08:00AM, Friday 14 August 2020
After riding the Maidenhead United ‘roller-coaster’ for five memorable years, defender Rene Steer says he’s ready to step off and look for a new challenge.
Steer was one of manager Alan Devonshire’s first signings when he took over from Johnson Hippolyte in May 2015, and he’s arguably been one of his best and most consistent.
Certainly the fans, who came to like him both as a player and a person during his time at York Road will miss him after he announced last week he was moving on, calling it the ‘end of an era’.
When the season was halted by coronavirus in the middle of March, Steer fully expected he would be staying on for another year at least, but he said ‘things changed’ and he and Devonshire came to a mutual agreement it was time to move on.
“It’s kind of exciting, it’s a new challenge,” he said. “I’ve done five years with Maidenhead and I feel the club is stable now at this level. We’ve done well but it’s time to move on now.

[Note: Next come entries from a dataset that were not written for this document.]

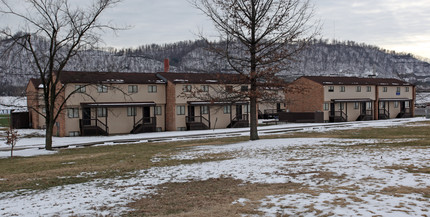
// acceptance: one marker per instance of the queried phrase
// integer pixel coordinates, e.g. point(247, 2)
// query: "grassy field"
point(195, 198)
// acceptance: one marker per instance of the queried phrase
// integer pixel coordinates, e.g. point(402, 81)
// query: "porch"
point(205, 115)
point(394, 108)
point(117, 118)
point(342, 110)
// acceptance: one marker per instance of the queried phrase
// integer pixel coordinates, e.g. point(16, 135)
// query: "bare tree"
point(259, 38)
point(66, 29)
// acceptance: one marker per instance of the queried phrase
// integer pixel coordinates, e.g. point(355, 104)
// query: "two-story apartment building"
point(205, 101)
point(106, 103)
point(351, 98)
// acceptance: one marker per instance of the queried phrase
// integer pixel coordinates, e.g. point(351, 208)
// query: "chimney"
point(166, 65)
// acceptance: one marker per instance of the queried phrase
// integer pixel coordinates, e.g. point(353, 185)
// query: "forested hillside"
point(320, 58)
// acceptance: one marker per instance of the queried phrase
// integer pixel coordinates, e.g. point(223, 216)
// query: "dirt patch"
point(213, 197)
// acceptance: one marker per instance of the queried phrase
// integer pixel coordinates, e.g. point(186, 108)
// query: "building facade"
point(351, 98)
point(107, 103)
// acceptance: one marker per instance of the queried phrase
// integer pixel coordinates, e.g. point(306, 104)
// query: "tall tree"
point(67, 28)
point(260, 37)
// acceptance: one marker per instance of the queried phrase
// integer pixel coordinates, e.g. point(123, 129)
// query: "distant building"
point(351, 98)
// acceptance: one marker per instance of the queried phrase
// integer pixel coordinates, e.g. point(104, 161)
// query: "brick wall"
point(304, 95)
point(170, 107)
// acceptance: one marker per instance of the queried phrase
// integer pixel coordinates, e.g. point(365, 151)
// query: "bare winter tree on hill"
point(260, 37)
point(68, 29)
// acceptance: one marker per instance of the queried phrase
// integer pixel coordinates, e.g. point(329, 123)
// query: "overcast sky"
point(399, 25)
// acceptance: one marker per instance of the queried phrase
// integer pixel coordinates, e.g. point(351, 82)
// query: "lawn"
point(368, 171)
point(4, 121)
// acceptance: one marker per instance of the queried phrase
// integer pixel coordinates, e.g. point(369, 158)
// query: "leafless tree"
point(259, 38)
point(67, 29)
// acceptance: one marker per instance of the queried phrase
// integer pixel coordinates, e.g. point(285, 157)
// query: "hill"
point(320, 58)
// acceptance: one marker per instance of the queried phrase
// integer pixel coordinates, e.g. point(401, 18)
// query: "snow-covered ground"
point(359, 178)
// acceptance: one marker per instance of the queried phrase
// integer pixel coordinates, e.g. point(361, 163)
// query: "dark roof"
point(326, 80)
point(202, 78)
point(109, 77)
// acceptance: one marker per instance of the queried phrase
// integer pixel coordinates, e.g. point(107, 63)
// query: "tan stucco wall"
point(118, 121)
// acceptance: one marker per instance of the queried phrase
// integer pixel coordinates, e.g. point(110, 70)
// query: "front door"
point(86, 116)
point(146, 114)
point(191, 113)
point(363, 108)
point(239, 112)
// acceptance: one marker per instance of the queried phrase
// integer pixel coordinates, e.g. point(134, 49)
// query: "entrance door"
point(86, 116)
point(191, 113)
point(363, 108)
point(239, 112)
point(146, 114)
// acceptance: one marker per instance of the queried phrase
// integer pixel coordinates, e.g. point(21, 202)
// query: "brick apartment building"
point(351, 98)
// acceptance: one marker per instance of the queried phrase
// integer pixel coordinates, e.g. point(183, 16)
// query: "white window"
point(132, 88)
point(101, 112)
point(73, 133)
point(73, 112)
point(358, 89)
point(180, 110)
point(80, 88)
point(205, 109)
point(152, 88)
point(102, 88)
point(326, 106)
point(356, 105)
point(158, 110)
point(407, 104)
point(131, 111)
point(187, 88)
point(204, 88)
point(227, 109)
point(384, 89)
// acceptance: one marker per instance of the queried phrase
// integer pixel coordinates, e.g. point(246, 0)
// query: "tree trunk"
point(254, 121)
point(48, 137)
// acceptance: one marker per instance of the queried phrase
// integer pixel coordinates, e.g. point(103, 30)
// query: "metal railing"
point(197, 119)
point(93, 123)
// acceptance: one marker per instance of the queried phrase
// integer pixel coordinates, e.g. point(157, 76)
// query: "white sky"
point(399, 25)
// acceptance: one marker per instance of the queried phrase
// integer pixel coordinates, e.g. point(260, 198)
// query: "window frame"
point(80, 88)
point(358, 89)
point(131, 112)
point(204, 88)
point(132, 89)
point(73, 112)
point(102, 88)
point(204, 110)
point(102, 112)
point(180, 110)
point(227, 109)
point(152, 89)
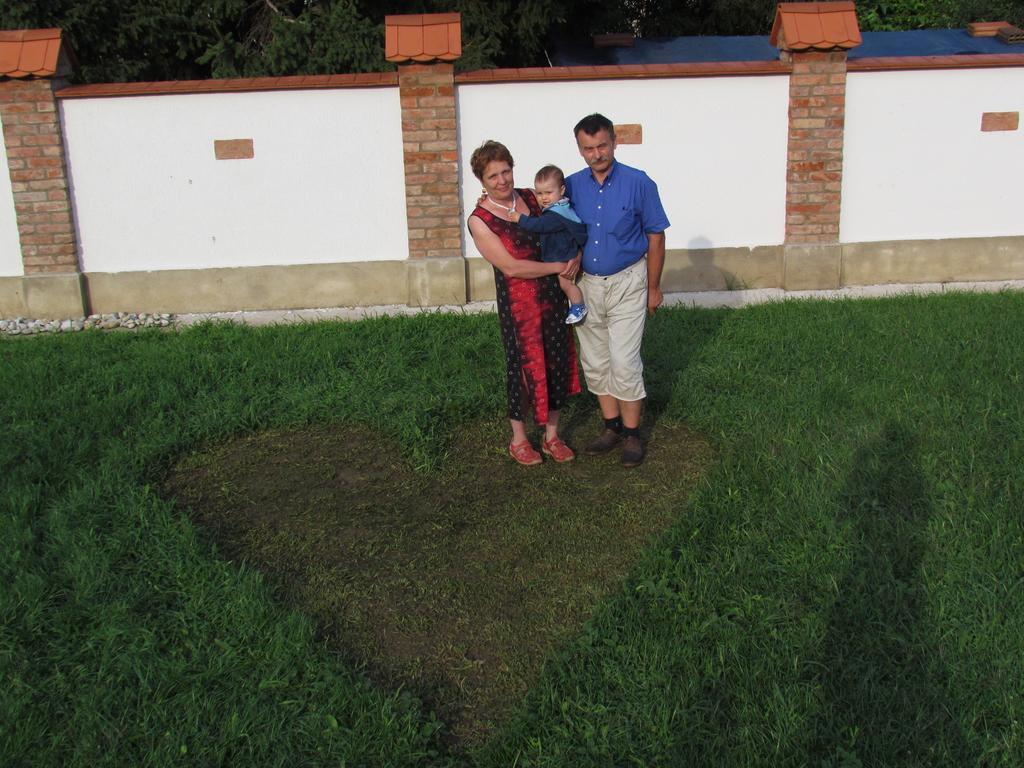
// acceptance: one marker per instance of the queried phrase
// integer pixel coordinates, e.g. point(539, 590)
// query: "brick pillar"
point(814, 38)
point(814, 170)
point(51, 287)
point(424, 47)
point(36, 162)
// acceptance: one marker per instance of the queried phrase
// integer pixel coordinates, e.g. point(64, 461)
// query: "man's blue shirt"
point(619, 215)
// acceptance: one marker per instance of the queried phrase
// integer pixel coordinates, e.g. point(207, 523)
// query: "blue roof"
point(757, 48)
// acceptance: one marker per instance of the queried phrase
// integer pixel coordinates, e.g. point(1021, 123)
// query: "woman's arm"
point(492, 249)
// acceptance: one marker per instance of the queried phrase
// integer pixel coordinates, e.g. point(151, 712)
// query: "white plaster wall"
point(327, 182)
point(916, 165)
point(716, 146)
point(10, 245)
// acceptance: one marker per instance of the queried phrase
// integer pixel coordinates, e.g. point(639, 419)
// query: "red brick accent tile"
point(631, 133)
point(39, 182)
point(232, 148)
point(814, 170)
point(1000, 121)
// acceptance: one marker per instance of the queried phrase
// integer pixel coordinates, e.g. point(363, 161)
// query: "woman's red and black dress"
point(540, 352)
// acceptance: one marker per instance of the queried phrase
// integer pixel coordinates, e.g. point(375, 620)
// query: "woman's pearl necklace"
point(504, 208)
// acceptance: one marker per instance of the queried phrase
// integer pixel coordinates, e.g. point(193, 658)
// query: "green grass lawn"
point(841, 584)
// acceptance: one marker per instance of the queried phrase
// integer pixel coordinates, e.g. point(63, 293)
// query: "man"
point(625, 222)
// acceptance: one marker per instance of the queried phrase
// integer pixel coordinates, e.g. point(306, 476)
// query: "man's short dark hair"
point(594, 123)
point(550, 171)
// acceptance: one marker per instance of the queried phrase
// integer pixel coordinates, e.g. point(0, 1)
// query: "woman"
point(539, 349)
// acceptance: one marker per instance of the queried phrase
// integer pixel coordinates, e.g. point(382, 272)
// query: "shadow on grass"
point(886, 690)
point(455, 586)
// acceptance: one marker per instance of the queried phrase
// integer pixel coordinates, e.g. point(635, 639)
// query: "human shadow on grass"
point(886, 691)
point(456, 586)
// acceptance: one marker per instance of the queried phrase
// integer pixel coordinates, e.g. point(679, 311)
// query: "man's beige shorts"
point(609, 338)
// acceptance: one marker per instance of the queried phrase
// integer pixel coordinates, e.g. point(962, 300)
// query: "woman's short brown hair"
point(488, 152)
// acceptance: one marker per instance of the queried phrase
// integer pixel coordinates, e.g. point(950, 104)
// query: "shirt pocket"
point(628, 225)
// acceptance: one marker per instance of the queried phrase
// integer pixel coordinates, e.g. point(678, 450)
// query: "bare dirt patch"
point(456, 586)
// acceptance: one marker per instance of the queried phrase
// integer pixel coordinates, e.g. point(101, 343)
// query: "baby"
point(562, 233)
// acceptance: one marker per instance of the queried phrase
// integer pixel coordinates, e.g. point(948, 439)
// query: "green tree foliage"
point(126, 40)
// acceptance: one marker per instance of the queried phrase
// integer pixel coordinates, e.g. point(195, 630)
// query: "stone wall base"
point(436, 282)
point(809, 267)
point(46, 295)
point(439, 282)
point(966, 259)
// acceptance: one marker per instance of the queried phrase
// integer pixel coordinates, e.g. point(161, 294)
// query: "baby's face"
point(549, 192)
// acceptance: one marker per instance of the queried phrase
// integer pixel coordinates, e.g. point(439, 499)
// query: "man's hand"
point(654, 299)
point(571, 267)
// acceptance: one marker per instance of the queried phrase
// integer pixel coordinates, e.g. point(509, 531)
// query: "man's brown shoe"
point(632, 452)
point(605, 441)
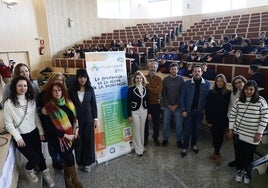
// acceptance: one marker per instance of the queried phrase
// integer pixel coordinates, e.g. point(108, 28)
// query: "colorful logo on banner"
point(108, 76)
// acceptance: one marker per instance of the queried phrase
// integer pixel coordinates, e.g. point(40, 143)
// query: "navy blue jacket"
point(135, 99)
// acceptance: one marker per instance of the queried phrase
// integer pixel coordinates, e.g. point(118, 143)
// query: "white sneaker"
point(246, 178)
point(30, 175)
point(239, 176)
point(47, 178)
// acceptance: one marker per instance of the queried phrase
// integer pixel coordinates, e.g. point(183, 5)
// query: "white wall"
point(48, 19)
point(18, 28)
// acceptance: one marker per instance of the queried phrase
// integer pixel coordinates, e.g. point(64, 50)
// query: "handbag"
point(236, 135)
point(16, 126)
point(235, 138)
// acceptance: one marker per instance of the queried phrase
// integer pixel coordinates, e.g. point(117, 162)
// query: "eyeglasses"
point(239, 82)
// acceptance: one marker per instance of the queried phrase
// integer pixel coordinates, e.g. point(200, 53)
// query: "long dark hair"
point(238, 77)
point(255, 96)
point(49, 92)
point(224, 89)
point(29, 95)
point(17, 70)
point(82, 73)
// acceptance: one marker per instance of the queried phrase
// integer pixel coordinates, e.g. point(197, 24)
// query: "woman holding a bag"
point(22, 122)
point(238, 83)
point(216, 114)
point(63, 129)
point(248, 119)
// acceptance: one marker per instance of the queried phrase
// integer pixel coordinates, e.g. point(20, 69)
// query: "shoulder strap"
point(25, 112)
point(242, 117)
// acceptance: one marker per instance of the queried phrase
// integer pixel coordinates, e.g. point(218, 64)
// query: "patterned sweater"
point(247, 119)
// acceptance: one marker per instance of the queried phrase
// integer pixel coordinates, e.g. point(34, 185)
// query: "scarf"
point(61, 121)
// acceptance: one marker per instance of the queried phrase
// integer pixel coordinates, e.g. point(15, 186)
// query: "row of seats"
point(229, 70)
point(136, 32)
point(248, 59)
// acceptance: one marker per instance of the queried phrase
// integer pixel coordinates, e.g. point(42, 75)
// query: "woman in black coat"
point(138, 112)
point(83, 97)
point(216, 114)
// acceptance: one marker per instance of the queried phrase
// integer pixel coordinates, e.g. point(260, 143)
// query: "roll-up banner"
point(108, 76)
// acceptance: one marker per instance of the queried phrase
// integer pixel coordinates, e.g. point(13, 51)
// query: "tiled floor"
point(158, 167)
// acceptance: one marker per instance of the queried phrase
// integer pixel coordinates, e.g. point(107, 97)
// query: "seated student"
point(262, 36)
point(246, 46)
point(238, 57)
point(191, 47)
point(256, 75)
point(189, 70)
point(163, 66)
point(200, 43)
point(191, 57)
point(260, 47)
point(226, 46)
point(212, 58)
point(182, 70)
point(233, 39)
point(135, 62)
point(208, 74)
point(263, 59)
point(183, 47)
point(174, 55)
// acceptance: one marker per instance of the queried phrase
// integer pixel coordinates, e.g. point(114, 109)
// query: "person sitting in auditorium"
point(226, 46)
point(238, 57)
point(263, 59)
point(212, 58)
point(260, 47)
point(182, 70)
point(246, 46)
point(162, 59)
point(193, 57)
point(262, 36)
point(135, 63)
point(191, 47)
point(256, 75)
point(183, 47)
point(189, 70)
point(208, 74)
point(200, 43)
point(174, 55)
point(234, 40)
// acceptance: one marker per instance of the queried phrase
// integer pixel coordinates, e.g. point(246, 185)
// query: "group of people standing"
point(241, 110)
point(65, 118)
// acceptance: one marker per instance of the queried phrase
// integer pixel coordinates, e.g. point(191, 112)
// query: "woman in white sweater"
point(238, 83)
point(248, 119)
point(22, 122)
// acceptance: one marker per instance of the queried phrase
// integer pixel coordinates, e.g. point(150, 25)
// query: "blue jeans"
point(155, 113)
point(166, 123)
point(191, 127)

“I can always look back and think ‘yeah, we survived in the National League for three seasons which is good, and there was a promotion as well. The highlight has to be the promotion season. Just winning throughout the season and the joys of it. There were games where we had to win, or we would draw 4-4. It was a roller-coaster.”
Steer has some happy memories reflecting on his five seasons with the club. Individual games stand out, such as the Port Vale FA Cup tie, when James Mulley volleyed in a stoppage-time leveller to take the League 1 side to a replay; the 1-0 home win over Tranmere Rovers, Sean Marks’ hat-trick of headers in the win at Ebbsfleet in November 2016, and some of the BT Sport matches, particularly the one where his crossed was turned into his own net by a Maidstone player to grab a late winner.
“Maybe the first season in the National League was my best season,” he said. “We were pushing the likes of Tranmere and trying to compete. But we also had very good spells in the year we had Adrian Clifton up front.
“It’s been really good. I wouldn’t have been here for five years if it wasn’t good. The style and philosophy suited me with the side we had. And we had Ryan Peters and others on the coaching staff. I get on with them all and they’ve always helped me if I had any questions in training or about matches. It was a good environment with the coaching staff.”
Steer said this week he’s been touched by the messages he’s received on social media. He’s now looking for his next club, possibly in the National League or National League South, and he’s also at a stage in his career where he’s having to balance his football commitments with the multi-sports business that’s been growing and expanding over the past few years.
“When the season ended early, initially I thought I would be retained,” he said. “But as it went on things changed, budgets changed. And when we had our last talk, I think we both felt it was probably time. He’s (Alan Devonshire) looking at other options and I was looking at combining my work with my football. We just kind of agreed that we’d look elsewhere.
“I haven’t got a new club yet. I’m just keeping fit and listening to interest. There is some interest but it’s about looking at what’s best for me at this time. I started a multi-sports business which has grown and has been doing pretty well throughout this COVID period. It could be a Conference South club or National League, I’m quite relaxed and listening to offers and interest. I’ll take my time because I don’t want to rush into it.
“The messages from the fans were quite a shock. They were nice messages too, and not only about football. They were saying I’m a nice person too, and that’s always nice to hear. I feel like I’ve left something at the club.”